KOMPAS.com - Partai politik dapat diklasifikasikan dengan berbagai cara. Secara umum, partai politik terbagi ke dalam dua jenis yaitu partai massa dan partai kader.
Partai politik yang ada kemudian membangun sistem kepartaian yang dianut sebuah negara.
Sistem kepartaian di dunia dapat diklasifikasikan ke dalam tiga jenis yaitu sistem partai tunggal, sistem dwi partai, dan sistem multipartai.
Sistem partai tunggal digunakan untuk partai yang benar-benar menjadi satu-satunya partai dalam sebuah negara.
Negara yang menerapkan sistem partai tunggal hanya memiliki satu partai yang memegang kekuasaan atas militer, pemerintahan, serta menguasai segala aspek yang berkaitan dengan kehidupan masyarakatnya.
Sistem partai tunggal dalam sistem politik hanya memberi ruang bagi satu partai politik untuk menjadi lembaga artikulasi kepentingan politik warga negara.
Baca juga: Perludem: Ambang Batas Parlemen Gagal Sederhanakan Sistem Kepartaian
Kecenderungan negara-negara yang menggunakan sistem partai tunggal adalah karena di negara-negara baru, pemimpin sering berhadapan dengan masalah integrasi berbagai golongan, daerah, serta suku bangsa yang berbeda.
Apabila keanekaragaman sosial dan budaya ini dibiarkan, dikhawatirkan akan terjadi gejolak sosial politik yang menghambat usaha-usaha pembangunan.
Sistem partai tunggal dianut di beberapa negara Afrika yaitu Ghana di masa Kwame Nkrumah, Guinea, dan Mali. Selain itu juga di Eropa Timur dan Republik Rakyat Tiongkok.

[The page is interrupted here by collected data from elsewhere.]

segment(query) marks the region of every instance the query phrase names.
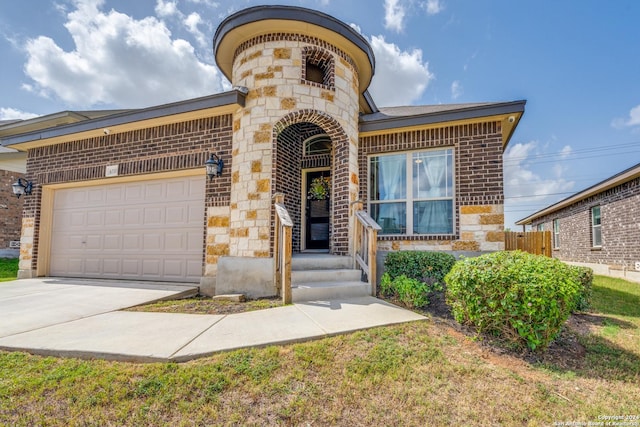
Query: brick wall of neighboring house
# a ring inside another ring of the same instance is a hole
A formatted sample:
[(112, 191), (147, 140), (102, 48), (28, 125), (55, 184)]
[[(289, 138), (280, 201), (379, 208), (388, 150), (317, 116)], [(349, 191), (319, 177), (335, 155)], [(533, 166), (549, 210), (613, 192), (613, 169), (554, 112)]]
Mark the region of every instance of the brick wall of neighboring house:
[(24, 197), (18, 199), (11, 188), (18, 178), (24, 175), (0, 170), (0, 249), (8, 249), (11, 242), (20, 241)]
[[(498, 121), (389, 133), (360, 138), (360, 176), (371, 155), (428, 148), (453, 148), (454, 232), (442, 236), (382, 236), (379, 249), (495, 251), (504, 249), (502, 129)], [(360, 199), (368, 200), (368, 181)]]
[[(600, 206), (602, 247), (592, 245), (591, 208)], [(544, 224), (560, 225), (560, 245), (553, 256), (563, 261), (602, 264), (610, 269), (635, 270), (640, 262), (640, 178), (618, 185), (539, 218), (533, 229)], [(553, 232), (553, 231), (552, 231)]]
[[(20, 269), (36, 268), (41, 186), (104, 178), (107, 165), (118, 165), (120, 177), (194, 168), (204, 171), (209, 153), (215, 153), (224, 160), (225, 168), (222, 176), (207, 181), (205, 203), (207, 207), (228, 206), (231, 134), (232, 117), (222, 115), (29, 150), (27, 174), (37, 185), (33, 195), (24, 199), (22, 225), (23, 236), (32, 235), (33, 241), (23, 245)], [(204, 210), (202, 215), (204, 227)]]

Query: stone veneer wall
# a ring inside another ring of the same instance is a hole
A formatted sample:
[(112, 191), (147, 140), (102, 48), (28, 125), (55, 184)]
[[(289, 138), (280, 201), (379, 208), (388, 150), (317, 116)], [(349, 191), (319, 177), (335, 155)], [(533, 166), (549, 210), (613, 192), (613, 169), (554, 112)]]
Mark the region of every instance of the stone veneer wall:
[[(499, 121), (365, 136), (360, 139), (360, 175), (368, 158), (381, 153), (453, 148), (454, 233), (438, 236), (381, 236), (378, 249), (496, 251), (504, 249), (502, 129)], [(360, 198), (368, 200), (367, 187)]]
[[(323, 83), (305, 79), (309, 58), (332, 67), (325, 69)], [(303, 122), (320, 126), (332, 138), (334, 189), (340, 190), (333, 195), (331, 250), (347, 253), (349, 201), (356, 198), (358, 181), (358, 79), (351, 58), (314, 37), (268, 34), (237, 48), (232, 82), (249, 92), (245, 108), (234, 115), (230, 255), (271, 255), (277, 139), (287, 127)]]
[[(602, 247), (592, 246), (591, 208), (600, 206)], [(553, 232), (560, 225), (560, 247), (553, 257), (563, 261), (599, 264), (609, 270), (635, 271), (640, 262), (640, 178), (580, 200), (533, 222)], [(636, 279), (637, 280), (637, 279)]]
[[(226, 166), (222, 176), (207, 182), (205, 203), (207, 207), (228, 207), (231, 126), (232, 118), (227, 114), (29, 150), (27, 176), (36, 186), (33, 194), (24, 198), (21, 277), (31, 277), (37, 266), (43, 185), (105, 178), (107, 165), (118, 165), (120, 177), (202, 168), (206, 179), (204, 162), (213, 152)], [(204, 228), (208, 213), (203, 211), (202, 215)], [(203, 246), (209, 245), (208, 240)], [(206, 249), (206, 253), (210, 251)]]
[(18, 178), (24, 178), (24, 175), (0, 170), (0, 250), (8, 249), (12, 241), (20, 240), (24, 196), (18, 199), (11, 187)]

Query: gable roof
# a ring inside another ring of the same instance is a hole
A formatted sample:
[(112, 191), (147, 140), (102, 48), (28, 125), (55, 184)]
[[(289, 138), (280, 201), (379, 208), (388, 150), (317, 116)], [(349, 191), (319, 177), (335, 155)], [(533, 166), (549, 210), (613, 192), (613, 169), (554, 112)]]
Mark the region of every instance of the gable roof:
[(635, 166), (631, 166), (629, 169), (625, 169), (620, 173), (613, 175), (601, 181), (595, 185), (592, 185), (589, 188), (586, 188), (582, 191), (575, 193), (572, 196), (567, 197), (566, 199), (560, 200), (553, 205), (547, 206), (544, 209), (539, 210), (538, 212), (529, 215), (526, 218), (522, 218), (520, 221), (516, 221), (517, 225), (528, 225), (531, 224), (534, 220), (541, 218), (543, 216), (552, 214), (554, 212), (559, 211), (560, 209), (564, 209), (567, 206), (570, 206), (576, 202), (584, 200), (593, 195), (602, 193), (603, 191), (609, 190), (613, 187), (616, 187), (620, 184), (624, 184), (625, 182), (629, 182), (632, 179), (640, 177), (640, 163)]

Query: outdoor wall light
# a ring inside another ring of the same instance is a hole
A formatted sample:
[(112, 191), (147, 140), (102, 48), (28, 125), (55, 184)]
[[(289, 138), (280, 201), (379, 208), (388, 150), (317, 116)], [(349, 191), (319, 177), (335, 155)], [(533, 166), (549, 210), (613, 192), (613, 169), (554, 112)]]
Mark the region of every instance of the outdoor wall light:
[(11, 188), (13, 189), (13, 194), (15, 194), (19, 199), (23, 194), (26, 194), (27, 196), (31, 195), (31, 191), (33, 191), (33, 183), (26, 179), (18, 178), (18, 180), (11, 185)]
[(204, 166), (207, 168), (207, 176), (209, 177), (209, 180), (212, 180), (214, 176), (222, 175), (224, 162), (220, 157), (211, 153), (211, 157), (209, 157), (209, 160), (204, 162)]

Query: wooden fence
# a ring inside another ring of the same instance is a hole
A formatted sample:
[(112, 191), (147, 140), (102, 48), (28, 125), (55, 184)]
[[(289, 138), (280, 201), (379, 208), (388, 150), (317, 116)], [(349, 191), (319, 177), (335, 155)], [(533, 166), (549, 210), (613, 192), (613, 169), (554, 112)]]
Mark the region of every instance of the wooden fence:
[(520, 249), (535, 255), (551, 257), (551, 231), (506, 231), (504, 248), (508, 251)]

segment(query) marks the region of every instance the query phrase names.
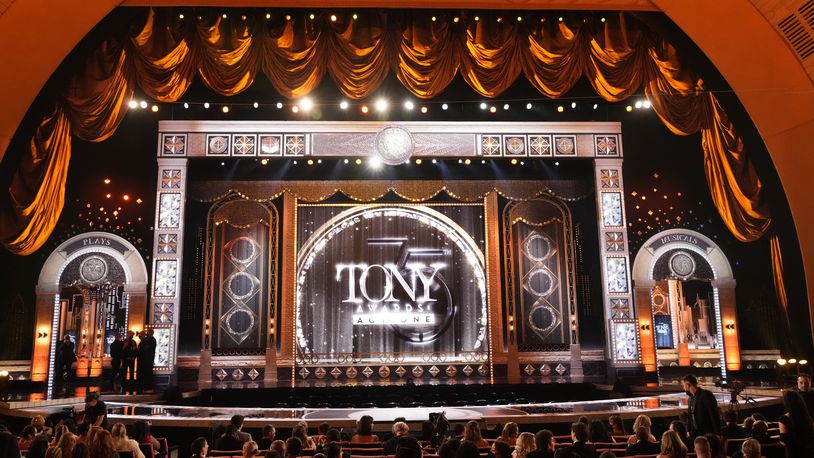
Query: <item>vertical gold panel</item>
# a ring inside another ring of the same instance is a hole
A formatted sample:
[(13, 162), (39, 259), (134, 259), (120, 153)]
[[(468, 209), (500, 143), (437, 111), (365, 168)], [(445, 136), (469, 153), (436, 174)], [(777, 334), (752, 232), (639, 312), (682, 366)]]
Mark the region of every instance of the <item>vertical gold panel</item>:
[[(497, 206), (497, 192), (484, 198), (484, 224), (486, 225), (486, 275), (489, 295), (489, 351), (492, 361), (503, 360), (503, 311), (501, 309), (500, 281), (500, 213)], [(500, 355), (500, 356), (498, 356)], [(517, 365), (510, 361), (509, 367)]]
[[(280, 356), (283, 360), (294, 358), (294, 310), (296, 301), (296, 221), (297, 202), (290, 193), (283, 194), (283, 257), (280, 281), (282, 307), (276, 319), (276, 329), (280, 333)], [(293, 365), (293, 364), (292, 364)]]

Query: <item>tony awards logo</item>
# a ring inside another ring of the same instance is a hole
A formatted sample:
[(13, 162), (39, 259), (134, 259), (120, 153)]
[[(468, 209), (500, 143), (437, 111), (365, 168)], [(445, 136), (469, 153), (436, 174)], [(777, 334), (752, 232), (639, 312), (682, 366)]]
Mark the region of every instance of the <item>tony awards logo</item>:
[(368, 245), (398, 246), (394, 263), (336, 264), (343, 303), (353, 304), (354, 326), (389, 326), (401, 339), (432, 342), (446, 331), (455, 314), (443, 277), (446, 264), (417, 262), (438, 258), (441, 249), (410, 248), (406, 239), (368, 239)]

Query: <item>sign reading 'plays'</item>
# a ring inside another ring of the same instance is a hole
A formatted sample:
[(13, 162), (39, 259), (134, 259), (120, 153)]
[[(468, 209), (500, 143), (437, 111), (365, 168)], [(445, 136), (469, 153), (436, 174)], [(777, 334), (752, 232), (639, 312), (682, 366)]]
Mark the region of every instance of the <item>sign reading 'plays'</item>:
[(665, 245), (670, 245), (670, 244), (673, 244), (673, 243), (682, 243), (682, 244), (685, 244), (685, 245), (686, 244), (694, 245), (694, 246), (697, 246), (698, 248), (701, 248), (702, 250), (707, 251), (707, 252), (712, 248), (704, 240), (698, 238), (697, 236), (695, 236), (693, 234), (684, 233), (684, 232), (677, 232), (677, 233), (665, 235), (663, 237), (659, 237), (653, 243), (648, 245), (647, 248), (649, 248), (652, 251), (655, 251), (655, 250), (658, 250), (659, 248), (661, 248), (661, 247), (663, 247)]
[(128, 248), (118, 240), (102, 235), (89, 235), (88, 237), (81, 238), (65, 247), (65, 253), (70, 255), (75, 251), (88, 247), (105, 247), (112, 248), (121, 254), (125, 254)]

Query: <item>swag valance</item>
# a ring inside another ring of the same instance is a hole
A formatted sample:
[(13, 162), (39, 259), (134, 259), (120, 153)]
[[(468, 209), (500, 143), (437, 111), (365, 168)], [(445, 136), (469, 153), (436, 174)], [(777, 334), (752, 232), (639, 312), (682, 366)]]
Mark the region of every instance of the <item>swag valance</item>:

Sistem dwi partai berarti adanya dua partai atau adanya beberapa partai tetapi dengan peranan dominan dari dua partai dalam sebuah negara.
Dewasa ini, hanya sedikit negara yang menggunakan sistem dwi partai. Di antaranya adalah Inggris, Amerika Serikat, dan Filipina.
Dalam sistem dwi partai, dengan jelas partai terbagi menjadi partai penguasa karena menang dalam pemilihan umum dan partai oposisi karena kalah dalam pemilihan umum.
Pembagian tugas di antara kedua partai yaitu partai pemenang pemilu akan memerintah dan partai yang kalah dalam pemilu menjadi partai oposisi yang loyal.
Oposisi loyal bukan hanya melakukan kritik terhadap pemerintah berkuasa tetapi juga membedakan dukungan atas kebijakan dan keputusan pemerintahan yang memang berkiblat pada kepentingan publik.
Ketika pemerintah membuat kebijakan publik yang tidak berorientasi pada kebutuhan mayoritas publik, maka oposisi akan melakukan peran dan fungsinya sebagai antitesis atas kebijakan tersebut.
Baca juga: Sistem Kepartaian masa Orde Baru
Sistem multipartai pada umumnya berkembang di negara yang memiliki keanekaragaman dalam masyarakat. Di mana perbedaan ras, agama, dan suku bangsa sangatlah kuat. Sistem multipartai lebih mencerminkan keanekaragaman budaya dan politik dibandingkan sistem dwi partai.
Sistem multipartai tidak memiliki satu partai yang cukup kuat untuk membentuk pemerintahan sendiri sehingga terpaksa membentuk koalisi dengan partai lain. Oleh karena itu, sistem multipartai mencerminkan adanya lebih dari dua partai yang dominan.
Sistem kabinet yang diterapkan umumnya berupa sistem kabinet parlementer. Parlemen cenderung memiliki posisi lebih kuat dibanding lembaga eksekutif karena parlemen dapat menjatuhkan kabinet dengan mosi tidak percaya.
Salah satu negara yang menerapkan sistem multipartai adalah Indonesia. Sistem multipartai di Indonesia diterapkan sejak pemilu pertama yang diselenggarakan pada tahun 1955 dan menghasilkan anggota Dewan Perwakilan Rakyat atau DPR dan konstituante.
Pemilu 1955 dilaksanakan pada masa demokrasi liberal. Sistem kepartaian yang dianut pada masa demokrasi liberal adalah sistem multipartai.
Demokrasi liberal ditandai oleh Maklumat Wakil Presiden Mohammad Hatta tanggal 3 November 1945 yang menyerukan kepada rakyat Indonesia untuk mendirikan partai-partai politik sebagai wadah untuk menyalurkan pikiran politiknya.